The adult wage increases from £6.31 to £6.50 today, by 10p to £5.13 for 18 to 20-year-olds, by 7p to £3.79 for 16 to 17-year-olds and by 5p to £2.73 for apprentices.
The Resolution Foundation think-tank said 1.2 million workers are on the legal minimum, compared with 600,000 when it was introduced in 1999.
The number of employees earning within 5p of the hourly rate has reached its highest level, said the report.
The study also said an increasing number of workers are "stuck'' for long periods on the minimum wage, showing the importance of increasing its value as well as finding better ways of pay progression.
Matthew Whittaker, chief economist at the Resolution Foundation, said: "Over a million employees on the minimum wage will get a 3% pay rise today. For many this will be their first real pay rise in six years.
"The minimum wage used to always rise faster than inflation but the recession has blown it way off course. Today's minimum wage is no higher in real terms than it was almost a decade ago.
"Years of big increases in the minimum wage before the recession pulled the rate closer to median earnings and brought millions more workers within close proximity of the rate.

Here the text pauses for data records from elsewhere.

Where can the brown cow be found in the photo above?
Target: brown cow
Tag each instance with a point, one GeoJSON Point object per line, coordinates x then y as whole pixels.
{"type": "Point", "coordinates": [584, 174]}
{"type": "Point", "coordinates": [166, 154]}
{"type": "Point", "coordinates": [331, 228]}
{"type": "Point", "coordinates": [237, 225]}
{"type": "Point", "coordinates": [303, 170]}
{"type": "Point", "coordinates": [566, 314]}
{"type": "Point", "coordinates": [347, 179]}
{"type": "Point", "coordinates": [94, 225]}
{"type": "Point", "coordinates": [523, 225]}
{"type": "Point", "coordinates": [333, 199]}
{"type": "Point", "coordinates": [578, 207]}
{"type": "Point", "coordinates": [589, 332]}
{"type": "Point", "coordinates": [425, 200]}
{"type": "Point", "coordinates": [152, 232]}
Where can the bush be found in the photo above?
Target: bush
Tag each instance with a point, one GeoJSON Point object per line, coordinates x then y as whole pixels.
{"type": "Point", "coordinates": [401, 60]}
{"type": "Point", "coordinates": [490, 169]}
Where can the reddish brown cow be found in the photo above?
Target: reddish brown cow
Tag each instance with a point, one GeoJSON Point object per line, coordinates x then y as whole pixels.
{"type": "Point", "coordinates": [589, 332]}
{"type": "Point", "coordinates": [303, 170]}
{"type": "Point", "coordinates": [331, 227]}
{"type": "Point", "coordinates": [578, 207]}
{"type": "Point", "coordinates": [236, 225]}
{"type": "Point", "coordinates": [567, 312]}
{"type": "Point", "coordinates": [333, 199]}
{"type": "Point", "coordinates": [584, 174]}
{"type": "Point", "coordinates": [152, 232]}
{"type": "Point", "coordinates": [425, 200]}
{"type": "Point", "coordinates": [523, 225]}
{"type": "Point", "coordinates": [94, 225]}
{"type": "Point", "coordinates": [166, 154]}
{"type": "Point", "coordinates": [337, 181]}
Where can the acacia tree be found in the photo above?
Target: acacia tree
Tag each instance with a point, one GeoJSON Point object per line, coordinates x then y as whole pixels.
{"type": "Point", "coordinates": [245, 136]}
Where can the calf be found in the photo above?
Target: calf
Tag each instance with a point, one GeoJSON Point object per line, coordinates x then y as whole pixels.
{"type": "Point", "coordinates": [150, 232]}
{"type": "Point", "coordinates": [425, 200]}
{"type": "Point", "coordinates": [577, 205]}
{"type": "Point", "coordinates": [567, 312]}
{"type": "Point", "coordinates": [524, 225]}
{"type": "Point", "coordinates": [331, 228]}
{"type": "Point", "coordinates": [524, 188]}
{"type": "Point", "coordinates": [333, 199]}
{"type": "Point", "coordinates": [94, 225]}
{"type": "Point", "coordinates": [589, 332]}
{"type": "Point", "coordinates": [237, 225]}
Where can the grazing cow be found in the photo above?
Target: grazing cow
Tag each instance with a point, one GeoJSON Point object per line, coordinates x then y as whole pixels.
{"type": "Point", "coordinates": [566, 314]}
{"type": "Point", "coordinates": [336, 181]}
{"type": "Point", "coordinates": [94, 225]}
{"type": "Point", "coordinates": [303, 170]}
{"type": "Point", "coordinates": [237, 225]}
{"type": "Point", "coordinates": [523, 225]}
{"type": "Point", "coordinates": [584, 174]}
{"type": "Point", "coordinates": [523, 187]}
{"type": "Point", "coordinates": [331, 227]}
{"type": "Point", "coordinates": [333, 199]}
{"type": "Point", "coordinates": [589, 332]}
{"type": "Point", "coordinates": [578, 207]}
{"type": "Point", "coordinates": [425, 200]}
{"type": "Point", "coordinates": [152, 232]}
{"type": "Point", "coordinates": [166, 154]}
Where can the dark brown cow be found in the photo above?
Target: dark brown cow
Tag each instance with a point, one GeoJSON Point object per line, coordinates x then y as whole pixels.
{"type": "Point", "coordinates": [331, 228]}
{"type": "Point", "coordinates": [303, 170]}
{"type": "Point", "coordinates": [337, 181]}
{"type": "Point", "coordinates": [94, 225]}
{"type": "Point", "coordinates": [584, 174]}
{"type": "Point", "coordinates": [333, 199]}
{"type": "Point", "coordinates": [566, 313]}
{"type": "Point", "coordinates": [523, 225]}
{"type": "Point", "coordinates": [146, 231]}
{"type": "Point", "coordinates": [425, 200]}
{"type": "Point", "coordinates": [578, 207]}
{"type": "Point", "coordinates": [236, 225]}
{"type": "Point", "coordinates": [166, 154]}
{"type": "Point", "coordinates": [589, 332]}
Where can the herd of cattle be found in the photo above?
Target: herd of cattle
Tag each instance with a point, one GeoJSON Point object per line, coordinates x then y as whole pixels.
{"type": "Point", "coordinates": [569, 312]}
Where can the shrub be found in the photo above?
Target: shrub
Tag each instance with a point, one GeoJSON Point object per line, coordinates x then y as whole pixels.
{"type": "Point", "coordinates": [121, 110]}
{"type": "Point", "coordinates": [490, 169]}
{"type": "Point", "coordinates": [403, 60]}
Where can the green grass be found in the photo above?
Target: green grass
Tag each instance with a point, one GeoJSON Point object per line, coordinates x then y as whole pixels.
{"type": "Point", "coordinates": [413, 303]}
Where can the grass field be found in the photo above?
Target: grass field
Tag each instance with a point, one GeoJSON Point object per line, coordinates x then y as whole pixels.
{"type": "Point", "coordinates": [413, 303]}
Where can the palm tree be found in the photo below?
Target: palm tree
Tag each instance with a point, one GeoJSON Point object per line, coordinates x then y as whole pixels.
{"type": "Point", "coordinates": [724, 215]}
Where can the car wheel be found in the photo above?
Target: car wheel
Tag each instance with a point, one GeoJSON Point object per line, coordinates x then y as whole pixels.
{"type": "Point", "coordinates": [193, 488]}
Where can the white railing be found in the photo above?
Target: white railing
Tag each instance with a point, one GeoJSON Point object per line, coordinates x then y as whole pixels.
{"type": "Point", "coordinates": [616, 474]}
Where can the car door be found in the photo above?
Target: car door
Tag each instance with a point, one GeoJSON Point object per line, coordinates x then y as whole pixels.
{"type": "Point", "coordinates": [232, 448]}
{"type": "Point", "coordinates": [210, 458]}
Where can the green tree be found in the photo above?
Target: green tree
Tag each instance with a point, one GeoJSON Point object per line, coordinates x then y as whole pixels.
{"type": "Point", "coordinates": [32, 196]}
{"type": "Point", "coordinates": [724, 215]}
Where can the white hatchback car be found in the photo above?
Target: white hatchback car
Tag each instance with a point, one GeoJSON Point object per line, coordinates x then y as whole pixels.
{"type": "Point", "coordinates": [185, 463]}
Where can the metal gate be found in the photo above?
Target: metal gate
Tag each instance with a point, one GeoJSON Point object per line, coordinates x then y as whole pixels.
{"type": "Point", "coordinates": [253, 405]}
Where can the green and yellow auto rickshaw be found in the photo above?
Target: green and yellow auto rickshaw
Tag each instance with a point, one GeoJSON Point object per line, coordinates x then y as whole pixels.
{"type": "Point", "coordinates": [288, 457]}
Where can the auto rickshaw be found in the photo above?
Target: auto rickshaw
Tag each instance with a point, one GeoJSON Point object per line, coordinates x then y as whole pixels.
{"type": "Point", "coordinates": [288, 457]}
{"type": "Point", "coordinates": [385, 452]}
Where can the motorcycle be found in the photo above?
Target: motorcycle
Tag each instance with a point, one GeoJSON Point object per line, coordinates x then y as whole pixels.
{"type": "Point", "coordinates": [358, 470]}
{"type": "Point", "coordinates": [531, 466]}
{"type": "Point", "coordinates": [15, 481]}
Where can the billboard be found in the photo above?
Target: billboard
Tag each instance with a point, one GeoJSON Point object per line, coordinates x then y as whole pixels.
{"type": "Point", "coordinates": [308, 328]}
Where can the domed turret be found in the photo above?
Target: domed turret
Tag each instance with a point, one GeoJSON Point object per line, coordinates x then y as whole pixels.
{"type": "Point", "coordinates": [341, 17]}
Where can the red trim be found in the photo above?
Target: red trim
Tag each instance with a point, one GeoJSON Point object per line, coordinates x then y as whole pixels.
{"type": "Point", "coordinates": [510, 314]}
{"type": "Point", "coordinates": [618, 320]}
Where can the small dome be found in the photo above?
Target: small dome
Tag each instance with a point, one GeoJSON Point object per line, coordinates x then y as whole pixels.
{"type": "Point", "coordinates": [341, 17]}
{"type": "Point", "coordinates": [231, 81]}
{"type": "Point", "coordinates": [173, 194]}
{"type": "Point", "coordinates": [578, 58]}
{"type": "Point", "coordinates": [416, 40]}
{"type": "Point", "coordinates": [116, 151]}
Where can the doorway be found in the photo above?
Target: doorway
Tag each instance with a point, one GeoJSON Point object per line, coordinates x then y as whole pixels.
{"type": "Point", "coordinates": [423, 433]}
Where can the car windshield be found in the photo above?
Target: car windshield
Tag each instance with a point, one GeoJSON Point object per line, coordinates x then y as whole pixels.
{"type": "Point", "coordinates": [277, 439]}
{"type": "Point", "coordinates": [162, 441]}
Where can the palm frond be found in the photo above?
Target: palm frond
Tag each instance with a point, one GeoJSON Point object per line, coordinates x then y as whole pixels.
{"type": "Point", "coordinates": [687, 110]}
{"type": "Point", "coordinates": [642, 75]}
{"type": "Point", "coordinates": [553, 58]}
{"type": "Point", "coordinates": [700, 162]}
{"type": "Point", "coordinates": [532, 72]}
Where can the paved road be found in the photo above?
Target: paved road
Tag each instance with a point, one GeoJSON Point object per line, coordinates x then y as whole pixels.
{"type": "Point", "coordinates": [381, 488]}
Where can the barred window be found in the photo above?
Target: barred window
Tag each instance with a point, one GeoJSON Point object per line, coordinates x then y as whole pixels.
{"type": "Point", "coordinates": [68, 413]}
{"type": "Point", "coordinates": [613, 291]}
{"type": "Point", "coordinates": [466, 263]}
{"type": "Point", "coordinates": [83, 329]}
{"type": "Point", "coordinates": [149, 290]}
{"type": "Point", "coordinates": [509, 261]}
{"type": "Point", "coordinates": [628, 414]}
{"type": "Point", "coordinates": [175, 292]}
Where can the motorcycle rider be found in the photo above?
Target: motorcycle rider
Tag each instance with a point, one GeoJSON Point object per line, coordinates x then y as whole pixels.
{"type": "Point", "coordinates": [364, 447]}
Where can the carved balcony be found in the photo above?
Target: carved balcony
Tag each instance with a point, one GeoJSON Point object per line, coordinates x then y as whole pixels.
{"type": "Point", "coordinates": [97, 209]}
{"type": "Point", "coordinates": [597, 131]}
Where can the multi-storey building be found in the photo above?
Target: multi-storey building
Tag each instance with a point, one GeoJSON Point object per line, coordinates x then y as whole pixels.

The recent collapse in earnings looks to have accelerated this trend.
"The increased 'stickiness' of jobs on the minimum wage is a cause for concern, not least for those unable to escape very low pay. Tackling the growth and persistence of low pay is a key test of whether this will be a shared recovery.''
The think-tank said that if the minimum wage had continued on its pre-recession course, it would be set to reach £10.83 an hour by 2019.
Labour has pledged to increase the rate to £8 over the next five years.